One of the standards of practice is the use of the Functional Movement Screen. But is this a good predicative tool for determining return to play?
- Bardenett et al - Int J Sports Phy Ther 2015 - looked at the FMS as a predictive tool in high school athletes. Of the 167 high school athletes that were assessed during the pre-season, the results showed the FMS was good at recognizing asymmetry in the movements tested. But they found that the results were not a good at predicting injury.
- Dorrel et al - J Ath Train 2015 - performed a systematic review and meta-analysis of research from 1998 to 2014. What the results showed was that the FMS demonstrated low predictive validity for injury prediction and leading the authors to conclude that this should not be used for injury prediction.
- Bushman et al Am J Sports Med 2016 - looked at the FMS as a predictive tool in active male soldiers. Of the 2476 soldiers assessed, the FMS demonstrated low sensitivity and low positive predictive value. This lead the authors to conclude this could lead to misclassification of injury risk in military personnel. If they are assigned to hazardous duty as a result of this misclassification, it could potentially place the soldier at greater risk.

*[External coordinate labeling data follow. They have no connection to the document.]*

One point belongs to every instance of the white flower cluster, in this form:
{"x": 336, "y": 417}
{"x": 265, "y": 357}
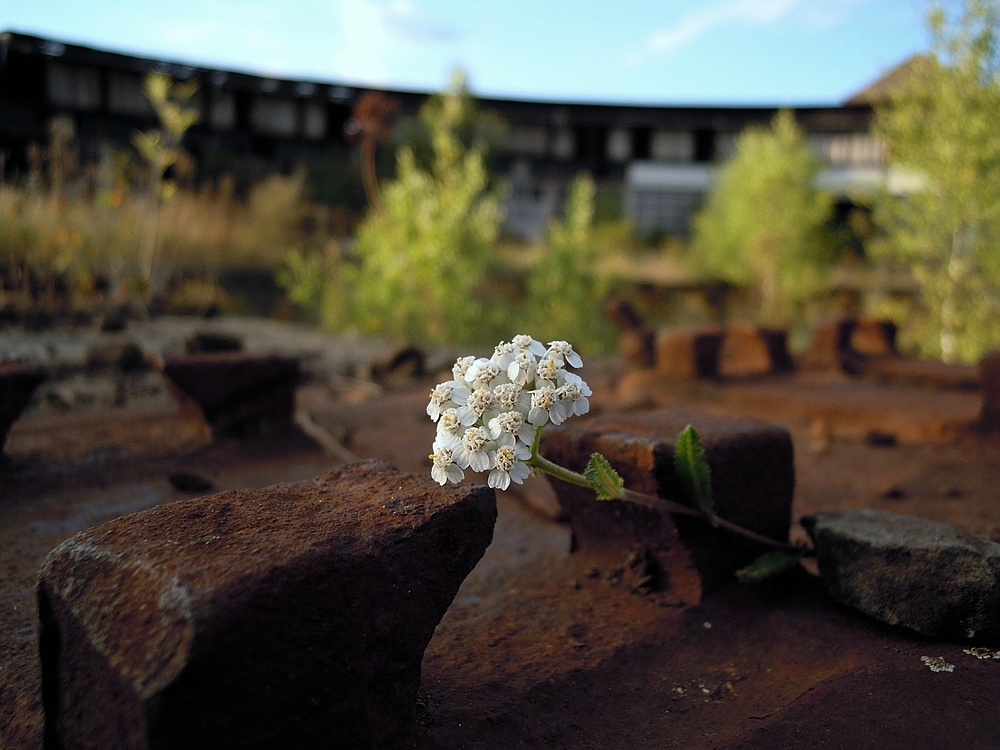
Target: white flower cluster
{"x": 487, "y": 415}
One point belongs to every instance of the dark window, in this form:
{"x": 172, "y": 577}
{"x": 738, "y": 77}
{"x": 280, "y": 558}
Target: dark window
{"x": 704, "y": 145}
{"x": 641, "y": 138}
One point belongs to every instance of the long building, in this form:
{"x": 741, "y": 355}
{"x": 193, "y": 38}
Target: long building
{"x": 658, "y": 160}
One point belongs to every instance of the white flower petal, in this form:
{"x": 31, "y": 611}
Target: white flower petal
{"x": 499, "y": 479}
{"x": 479, "y": 461}
{"x": 538, "y": 416}
{"x": 519, "y": 473}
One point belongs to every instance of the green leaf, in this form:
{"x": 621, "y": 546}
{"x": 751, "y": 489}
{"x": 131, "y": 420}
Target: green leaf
{"x": 767, "y": 565}
{"x": 693, "y": 473}
{"x": 603, "y": 479}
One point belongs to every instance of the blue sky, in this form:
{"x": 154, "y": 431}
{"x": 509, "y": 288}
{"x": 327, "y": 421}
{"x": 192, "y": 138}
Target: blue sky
{"x": 682, "y": 51}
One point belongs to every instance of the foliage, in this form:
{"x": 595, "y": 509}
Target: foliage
{"x": 942, "y": 128}
{"x": 602, "y": 477}
{"x": 565, "y": 294}
{"x": 74, "y": 227}
{"x": 764, "y": 222}
{"x": 693, "y": 472}
{"x": 419, "y": 263}
{"x": 161, "y": 150}
{"x": 768, "y": 565}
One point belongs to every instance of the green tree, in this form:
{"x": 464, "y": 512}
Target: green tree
{"x": 161, "y": 150}
{"x": 942, "y": 128}
{"x": 764, "y": 222}
{"x": 419, "y": 262}
{"x": 565, "y": 295}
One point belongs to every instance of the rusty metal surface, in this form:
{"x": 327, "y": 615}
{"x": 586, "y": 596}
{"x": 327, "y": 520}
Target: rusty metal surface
{"x": 542, "y": 647}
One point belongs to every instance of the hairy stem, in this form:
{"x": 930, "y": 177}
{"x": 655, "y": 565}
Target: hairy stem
{"x": 652, "y": 501}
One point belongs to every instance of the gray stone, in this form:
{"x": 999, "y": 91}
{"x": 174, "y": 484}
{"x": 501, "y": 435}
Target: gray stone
{"x": 290, "y": 616}
{"x": 902, "y": 570}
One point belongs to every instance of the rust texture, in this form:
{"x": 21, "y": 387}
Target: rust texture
{"x": 237, "y": 393}
{"x": 753, "y": 479}
{"x": 281, "y": 617}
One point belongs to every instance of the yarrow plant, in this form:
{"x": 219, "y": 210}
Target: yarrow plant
{"x": 491, "y": 413}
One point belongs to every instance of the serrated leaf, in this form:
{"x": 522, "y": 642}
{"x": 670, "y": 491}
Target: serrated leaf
{"x": 767, "y": 565}
{"x": 693, "y": 473}
{"x": 602, "y": 477}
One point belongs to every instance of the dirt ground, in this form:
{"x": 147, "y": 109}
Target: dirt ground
{"x": 540, "y": 648}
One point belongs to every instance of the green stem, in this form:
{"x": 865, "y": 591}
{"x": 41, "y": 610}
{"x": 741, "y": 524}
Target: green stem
{"x": 651, "y": 501}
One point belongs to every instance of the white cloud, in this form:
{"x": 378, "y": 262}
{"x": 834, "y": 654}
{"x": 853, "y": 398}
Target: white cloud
{"x": 744, "y": 12}
{"x": 406, "y": 21}
{"x": 367, "y": 42}
{"x": 188, "y": 34}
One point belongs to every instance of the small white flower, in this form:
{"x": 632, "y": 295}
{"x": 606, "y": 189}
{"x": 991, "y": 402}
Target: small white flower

- Wright et al Bri J Sports Med 2016 - in this clinical commentary based on the literature review showing a low sensitivity of 24% led the authors of this paper recommending that this should not be used for injury prediction or for making return to sport calls.
As we see a further blending of these types of technologies with the movement sciences is when we will really see an impact on both lower limb injury rates and improvements in athletic performance. Next week we will explore this a little more. For more information on this topic and more, make sure to follow us on twitter @ACL_Prevention or on Instagram @bjjpt_acl_guy.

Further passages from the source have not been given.